In Crisis: How to Remember Our Humanity
For starters, this isn’t a political piece, or really even a bias on a cause. This is my soul wishing to speak to your soul. To offer a bit of encouragement in these frightening times. It doesn’t take much to become troubled at the state of our world. I, myself, rarely watch the news but can easily be affected by traumatic events through social media. It’s equally easy, to become calloused in order to cope. We see the world around us as a threat, when we are constantly bombarded by senseless acts of violence, and political differences that turn startlingly angry. It is in these times that we forget our humanity.
I found this walking to campus one morning after the riots in Charlotte, North Carolina, following the shooting of an unarmed black man. I felt confused, and deeply saddened, for a multitude of reasons, but one of which is that Charlotte is my hometown. The streets were busy, as it was mid-morning, and I passed quite a few people on the sidewalk but didn’t bother to look up. Determinedly walking to class, I was in my own little protected bubble.

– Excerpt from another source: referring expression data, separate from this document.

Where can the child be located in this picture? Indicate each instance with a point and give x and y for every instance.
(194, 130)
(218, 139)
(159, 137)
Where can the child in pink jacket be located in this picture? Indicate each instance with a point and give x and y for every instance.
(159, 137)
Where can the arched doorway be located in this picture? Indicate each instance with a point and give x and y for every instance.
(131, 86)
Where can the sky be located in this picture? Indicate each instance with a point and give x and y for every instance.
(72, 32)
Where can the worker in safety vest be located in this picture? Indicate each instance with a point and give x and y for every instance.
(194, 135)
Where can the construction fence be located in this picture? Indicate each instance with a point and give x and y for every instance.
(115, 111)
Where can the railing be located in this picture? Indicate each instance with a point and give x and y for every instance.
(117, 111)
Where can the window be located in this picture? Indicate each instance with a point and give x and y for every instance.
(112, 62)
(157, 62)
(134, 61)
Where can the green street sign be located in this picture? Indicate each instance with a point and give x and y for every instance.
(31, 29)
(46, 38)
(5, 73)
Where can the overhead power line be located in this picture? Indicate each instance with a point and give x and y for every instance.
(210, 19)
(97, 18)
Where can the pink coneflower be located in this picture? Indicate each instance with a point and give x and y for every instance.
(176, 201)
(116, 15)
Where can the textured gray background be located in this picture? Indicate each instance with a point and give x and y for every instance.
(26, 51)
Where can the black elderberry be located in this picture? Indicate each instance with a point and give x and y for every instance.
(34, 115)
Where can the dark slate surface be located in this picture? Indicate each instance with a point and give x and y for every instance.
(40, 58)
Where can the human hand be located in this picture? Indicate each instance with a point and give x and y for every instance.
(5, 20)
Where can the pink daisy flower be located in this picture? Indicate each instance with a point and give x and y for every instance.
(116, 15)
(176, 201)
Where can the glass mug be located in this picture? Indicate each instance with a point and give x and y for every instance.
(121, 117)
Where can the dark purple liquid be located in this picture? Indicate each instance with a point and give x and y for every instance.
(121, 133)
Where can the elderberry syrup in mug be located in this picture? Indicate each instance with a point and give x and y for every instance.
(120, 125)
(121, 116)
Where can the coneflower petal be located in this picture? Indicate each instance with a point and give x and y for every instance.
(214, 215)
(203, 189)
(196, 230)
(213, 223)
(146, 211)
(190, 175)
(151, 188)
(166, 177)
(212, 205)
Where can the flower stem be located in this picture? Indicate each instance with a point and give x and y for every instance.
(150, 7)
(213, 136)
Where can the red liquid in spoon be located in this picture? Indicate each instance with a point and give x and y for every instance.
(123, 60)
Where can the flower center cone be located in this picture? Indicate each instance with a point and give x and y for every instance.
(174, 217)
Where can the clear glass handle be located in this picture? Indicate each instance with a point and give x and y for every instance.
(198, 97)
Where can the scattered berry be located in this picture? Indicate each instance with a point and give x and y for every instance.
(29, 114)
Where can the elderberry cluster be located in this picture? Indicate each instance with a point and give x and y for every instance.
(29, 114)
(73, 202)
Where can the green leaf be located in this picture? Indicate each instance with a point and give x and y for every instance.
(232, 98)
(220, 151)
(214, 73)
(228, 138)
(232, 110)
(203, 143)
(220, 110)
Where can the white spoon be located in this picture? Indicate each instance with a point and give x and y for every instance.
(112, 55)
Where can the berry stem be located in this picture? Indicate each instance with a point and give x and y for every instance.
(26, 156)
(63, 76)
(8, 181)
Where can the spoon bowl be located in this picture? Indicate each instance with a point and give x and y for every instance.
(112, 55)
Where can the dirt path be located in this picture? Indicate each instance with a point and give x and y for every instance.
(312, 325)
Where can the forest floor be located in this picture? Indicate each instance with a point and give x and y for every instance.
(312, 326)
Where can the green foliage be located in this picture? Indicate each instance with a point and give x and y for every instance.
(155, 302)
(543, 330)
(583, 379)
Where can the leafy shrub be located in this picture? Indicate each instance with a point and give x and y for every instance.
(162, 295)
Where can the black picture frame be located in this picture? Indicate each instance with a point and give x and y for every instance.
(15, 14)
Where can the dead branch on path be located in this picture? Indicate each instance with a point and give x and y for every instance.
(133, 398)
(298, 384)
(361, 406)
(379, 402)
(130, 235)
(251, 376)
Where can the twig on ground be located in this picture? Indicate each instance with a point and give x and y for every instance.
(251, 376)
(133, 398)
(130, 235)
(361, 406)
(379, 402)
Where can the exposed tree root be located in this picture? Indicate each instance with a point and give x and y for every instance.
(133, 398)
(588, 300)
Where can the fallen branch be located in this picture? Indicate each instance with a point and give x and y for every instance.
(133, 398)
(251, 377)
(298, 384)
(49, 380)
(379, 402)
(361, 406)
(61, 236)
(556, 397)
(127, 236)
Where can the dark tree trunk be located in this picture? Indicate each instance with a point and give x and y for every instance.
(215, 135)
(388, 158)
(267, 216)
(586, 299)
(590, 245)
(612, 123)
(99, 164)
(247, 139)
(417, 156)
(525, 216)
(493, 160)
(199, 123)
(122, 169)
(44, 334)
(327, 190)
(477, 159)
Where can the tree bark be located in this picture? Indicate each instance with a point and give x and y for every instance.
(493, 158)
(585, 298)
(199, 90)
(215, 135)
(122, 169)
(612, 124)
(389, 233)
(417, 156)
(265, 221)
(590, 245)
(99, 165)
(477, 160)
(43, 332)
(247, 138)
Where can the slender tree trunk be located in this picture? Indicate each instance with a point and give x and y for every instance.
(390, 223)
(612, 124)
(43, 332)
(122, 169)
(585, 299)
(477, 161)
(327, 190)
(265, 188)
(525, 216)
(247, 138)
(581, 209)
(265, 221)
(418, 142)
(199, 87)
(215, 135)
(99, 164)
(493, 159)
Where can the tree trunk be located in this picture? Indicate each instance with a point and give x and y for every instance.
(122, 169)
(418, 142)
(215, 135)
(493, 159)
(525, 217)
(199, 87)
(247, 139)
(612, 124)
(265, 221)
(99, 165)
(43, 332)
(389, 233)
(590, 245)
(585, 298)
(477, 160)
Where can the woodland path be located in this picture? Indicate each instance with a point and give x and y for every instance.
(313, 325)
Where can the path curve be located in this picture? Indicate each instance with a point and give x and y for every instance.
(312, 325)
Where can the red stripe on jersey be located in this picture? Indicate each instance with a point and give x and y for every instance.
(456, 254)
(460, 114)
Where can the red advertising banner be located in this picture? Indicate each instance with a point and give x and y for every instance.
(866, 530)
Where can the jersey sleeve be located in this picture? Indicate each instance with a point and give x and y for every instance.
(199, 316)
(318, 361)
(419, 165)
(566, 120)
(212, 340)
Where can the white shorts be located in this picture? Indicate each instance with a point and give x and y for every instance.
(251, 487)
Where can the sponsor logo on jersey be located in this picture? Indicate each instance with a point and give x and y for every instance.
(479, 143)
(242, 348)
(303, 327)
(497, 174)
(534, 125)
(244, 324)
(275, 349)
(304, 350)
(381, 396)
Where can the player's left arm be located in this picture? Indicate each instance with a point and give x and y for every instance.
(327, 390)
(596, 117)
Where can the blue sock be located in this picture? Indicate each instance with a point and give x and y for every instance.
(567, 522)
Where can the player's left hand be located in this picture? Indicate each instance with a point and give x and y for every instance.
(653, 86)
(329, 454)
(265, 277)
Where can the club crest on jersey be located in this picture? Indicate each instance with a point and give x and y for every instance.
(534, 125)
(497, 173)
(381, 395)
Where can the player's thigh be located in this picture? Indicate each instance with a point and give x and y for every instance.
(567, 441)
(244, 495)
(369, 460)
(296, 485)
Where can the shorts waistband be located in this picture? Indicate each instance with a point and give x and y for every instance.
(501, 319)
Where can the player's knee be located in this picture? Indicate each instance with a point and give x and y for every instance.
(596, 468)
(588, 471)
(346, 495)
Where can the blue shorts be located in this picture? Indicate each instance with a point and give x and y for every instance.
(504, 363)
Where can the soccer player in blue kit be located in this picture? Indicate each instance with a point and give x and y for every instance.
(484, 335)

Until I crossed paths with another woman and out of reflex offered a smile. To my surprise she gave an enthusiastic smile back, and it instantly lifted my spirits. It was a simple gesture that took very little thought, but held an incredible amount of weight that morning.
A reminder that at the end of the day, we are all human. We are all deserving of love and compassion.
Remember your humanity by:
Looking for the good in each situation, by recognizing the courageous efforts of others and in yourself.
Graciously give the peace and understanding that you desire to see in the world around you.
Remember your humanity by expressing yourself. Don’t stifle your emotions. If a situation is bothering you, seek help. There is a reason why institutions will often employ grief counseling in times of tragedy. Allow yourself to healthfully process emotion.
Remember the small acts, that have enormous impact. Smile at a stranger, hug a friend or family member. Simply be there for those around you and in turn remember that we all struggle with processing difficult situations.